I nodded, seeing the area around the guy’s ankles.
“He went to his knees. That explains two things. From the position his body is in with his knees bent sideways and beneath him, it seems he was on his knees and fell over backward. And this little bit of weird-shaped blood on the edge of the big blood pool? I believe that is from arterial spurting, and the blood pool kind of joined with it.”
“So he was stabbed at the door, took a step back, was stabbed again, went to his knees, then got stabbed in the neck,” I said.
“That’s what I believe,” Colt said. “I would also imagine that there’s some blood drips outside that came from our murder weapon. Gomez!” he called.
“Yeah!” I heard Gomez call back.
“You got blood out there?” Colt called.
“Yeah,” Gomez said, appearing in the doorway.
“Get cones on it,” Colt said.
“Roger,” Gomez said.
“All right. Any idea on male or female suspect?” I asked.
“Not yet,” Colt said.
“Have you talked to Skip?” Steve asked.
“I did on my drive over here,” Colt said. “I’m guessing he should be here in a couple minutes.”
“Okay.” I looked over at Steve. “So all we know was that there was a good chance that we had a woman here with our guy last night. Let’s dig around the rest of this place and see if we can turn anything up that may tell us who the woman was. That and find this guy’s cell phone.”

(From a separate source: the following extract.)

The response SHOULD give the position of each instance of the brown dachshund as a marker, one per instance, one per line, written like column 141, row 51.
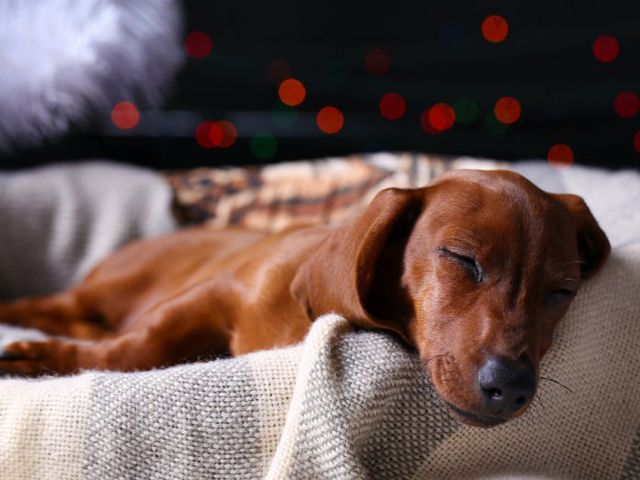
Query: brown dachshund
column 474, row 271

“Yup,” Steve said. We left Colt and the body and started up the stairs to the second level and the bedrooms. I made a right at the top of the stairwell, the only way that I could go, and walked to the first open doorway—a spare bedroom. Other than a made bed and a dre
sser, there was nothing there. The room appeared staged, as if never used. We walked in, checked the closet—which had a couple of hanging shirts, shoes on the floor, and boxes— then moved to the dresser. Each drawer was empty aside from the top one, which was filled with assorted junk. Steve and I left the room and continued down the hall. The next door on our right was a bathroom. Beyond that was another spare bedroom that looked as if it was used as a music room. A pair of electric guitars were propped against the wall near an amp. A single chair and small table sat in the corner. Three acoustic guitars lined the right wall. Again, nothing looked out of place or showed any signs that someone had disturbed the room. Nothing in it was going to lead us to the identity of the woman.
We left the spare room and entered the single door on the left side of the hall into the master suite. A big king-sized bed with black balled-up blankets sat against the room’s back wall. A single window on the right was above one of two glossy black nightstands that bookended the bed. A matching dresser took up the left wall in the center of a pair of windows that looked out at the side of the neighboring house. No drawers were out of place. Nothing looked as if it had been gone through. Steve walked past me and made a left down a hall that I assumed led to the master bathroom. I walked to the nightstand on the right of the bed and pulled the top drawer open. Only magazines were inside. I looked across the bed at the other nightstand—a phone and a wallet. I rounded the foot of the bed and went for the items.
“Got a wallet and phone,” I called to Steve. I scooped up the wallet and placed it on the top of the dresser.
“I have the woman, I think,” Steve said.
To my left, he was standing in the master bathroom, just past a big walk-in closet in the short hallway. “What did you find?” I asked.
“Prescription paperwork. I couldn’t tell you what the hell the drug is, but it’s for a woman.” He walked the papers to me and held them out.
“It was in the trash,” Steve said. “The date on it is yesterday. Grace Mercer.”
I took the papers and brought them up to eye level. The woman’s address was listed as Miramar, about a half-hour drive from where we currently stood. As Steve had said, the prescription had been filled the day before. No phone number was listed, though there was a number for the pharmacy that filled the prescription. I pulled out my phone and dialed. After a few prompts, I got an answer. The call was quick. They told me the prescription was for birth control, but they weren’t giving me the woman’s phone number without some paperwork ordering them to do so. At least the woman I spoke with was polite as she told me to go fly a kite. I set the papers on the dresser.